Few people of any age enjoy getting needles, and a small number have full blown needle phobia (about 2% of adults). A meta-analysis by McLenon and Rogers (J Adv Nursing, 2019) found that “the majority of children exhibited needle fear, while prevalence estimates for needle fear ranged from 20-50% in adolescents and 20-30% in young adults.” The authors noted that avoidance of influenza vaccination due to fear of needles was very common, occurring in about 16% of adult patients. In a survey of adults, needle fear was higher among females, people who did not work as healthcare professionals, people with non-needle-related medical fears, and those who had a condition that required frequent injections or blood draws.

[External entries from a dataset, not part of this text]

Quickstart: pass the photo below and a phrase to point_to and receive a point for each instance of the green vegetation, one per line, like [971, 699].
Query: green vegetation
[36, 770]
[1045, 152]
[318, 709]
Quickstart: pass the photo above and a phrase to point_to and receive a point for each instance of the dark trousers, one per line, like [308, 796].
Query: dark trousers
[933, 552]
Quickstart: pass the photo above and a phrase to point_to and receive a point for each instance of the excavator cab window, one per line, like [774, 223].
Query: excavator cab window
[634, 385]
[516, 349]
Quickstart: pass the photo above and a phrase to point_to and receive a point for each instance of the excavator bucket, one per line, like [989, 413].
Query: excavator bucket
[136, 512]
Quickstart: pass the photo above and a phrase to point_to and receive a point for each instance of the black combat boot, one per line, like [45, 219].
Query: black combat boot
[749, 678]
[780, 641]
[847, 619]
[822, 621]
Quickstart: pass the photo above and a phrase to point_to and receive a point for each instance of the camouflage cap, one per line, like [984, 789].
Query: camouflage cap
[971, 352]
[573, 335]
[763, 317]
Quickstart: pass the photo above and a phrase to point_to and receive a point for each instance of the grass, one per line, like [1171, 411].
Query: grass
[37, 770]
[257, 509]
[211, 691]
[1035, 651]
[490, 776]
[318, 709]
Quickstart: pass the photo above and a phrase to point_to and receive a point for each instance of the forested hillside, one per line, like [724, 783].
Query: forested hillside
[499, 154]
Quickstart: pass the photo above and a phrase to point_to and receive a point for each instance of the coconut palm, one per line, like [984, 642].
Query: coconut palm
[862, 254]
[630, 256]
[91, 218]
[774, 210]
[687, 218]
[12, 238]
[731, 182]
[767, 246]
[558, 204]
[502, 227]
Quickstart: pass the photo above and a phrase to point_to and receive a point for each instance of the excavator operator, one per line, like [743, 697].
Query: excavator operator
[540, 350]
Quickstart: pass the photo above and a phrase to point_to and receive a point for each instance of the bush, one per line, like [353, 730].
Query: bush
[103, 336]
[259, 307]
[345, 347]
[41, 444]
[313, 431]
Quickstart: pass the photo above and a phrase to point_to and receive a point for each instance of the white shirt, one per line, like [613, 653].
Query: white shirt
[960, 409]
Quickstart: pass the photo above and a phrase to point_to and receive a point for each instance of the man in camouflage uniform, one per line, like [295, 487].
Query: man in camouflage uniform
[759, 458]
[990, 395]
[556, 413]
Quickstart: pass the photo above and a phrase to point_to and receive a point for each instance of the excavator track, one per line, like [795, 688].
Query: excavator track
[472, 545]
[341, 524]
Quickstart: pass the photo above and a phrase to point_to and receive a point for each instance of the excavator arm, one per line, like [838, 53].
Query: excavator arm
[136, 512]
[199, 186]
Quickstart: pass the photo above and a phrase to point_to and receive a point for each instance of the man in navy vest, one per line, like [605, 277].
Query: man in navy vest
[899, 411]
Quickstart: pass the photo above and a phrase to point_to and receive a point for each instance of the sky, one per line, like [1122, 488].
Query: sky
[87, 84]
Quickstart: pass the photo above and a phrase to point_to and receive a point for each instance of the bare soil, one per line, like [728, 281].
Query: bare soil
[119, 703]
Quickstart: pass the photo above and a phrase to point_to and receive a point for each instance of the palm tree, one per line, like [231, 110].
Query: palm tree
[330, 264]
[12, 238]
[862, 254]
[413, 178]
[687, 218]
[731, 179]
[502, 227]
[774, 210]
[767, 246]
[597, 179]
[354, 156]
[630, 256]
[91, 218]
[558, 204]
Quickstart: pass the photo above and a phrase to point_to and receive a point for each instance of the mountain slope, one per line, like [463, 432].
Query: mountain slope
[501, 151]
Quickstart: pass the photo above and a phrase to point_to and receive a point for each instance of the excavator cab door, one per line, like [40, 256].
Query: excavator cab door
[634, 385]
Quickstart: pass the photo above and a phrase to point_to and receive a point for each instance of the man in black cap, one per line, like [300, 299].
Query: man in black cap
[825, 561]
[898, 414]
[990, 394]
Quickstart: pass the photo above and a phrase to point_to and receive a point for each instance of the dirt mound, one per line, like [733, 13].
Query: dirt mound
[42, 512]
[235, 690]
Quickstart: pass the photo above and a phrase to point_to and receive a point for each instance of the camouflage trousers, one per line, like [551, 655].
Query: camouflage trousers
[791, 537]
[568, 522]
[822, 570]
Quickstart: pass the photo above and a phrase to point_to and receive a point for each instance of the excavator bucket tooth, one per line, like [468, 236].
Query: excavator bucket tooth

To address these ideas and align with its mission of increasing immunization rates and preventing disease, Immunize.org created a new suite of materials designed to help improve the vaccination experience. Keep reading to find out more!
Screening checklists for clinicians
As immunization providers, many of us know that the first step in any effort aimed at improving the vaccine experience is identifying people who are experiencing stress related to receipt of a vaccine. This may include people who have felt dizzy or fainted during previous vaccination appointments (before, during or after getting a shot) and those who outwardly express anxiety. While some care is worth extending to all patients (e.g., having them stay seated for 15 minutes after vaccination), identifying people with stronger emotional reactions to needles can help healthcare teams focus extra efforts.
To help identify folks who need this extra attention, Immunize.org added two questions to their screening checklists. It should be noted that even though other questions on the checklists screen for contraindications to vaccination, vaccination-related anxiety or a history of syncope (fainting) or presyncope (near fainting characterized by nausea, flushing, sweating, blurred vision and lightheadedness) are NOT contraindications or precautions to future vaccination.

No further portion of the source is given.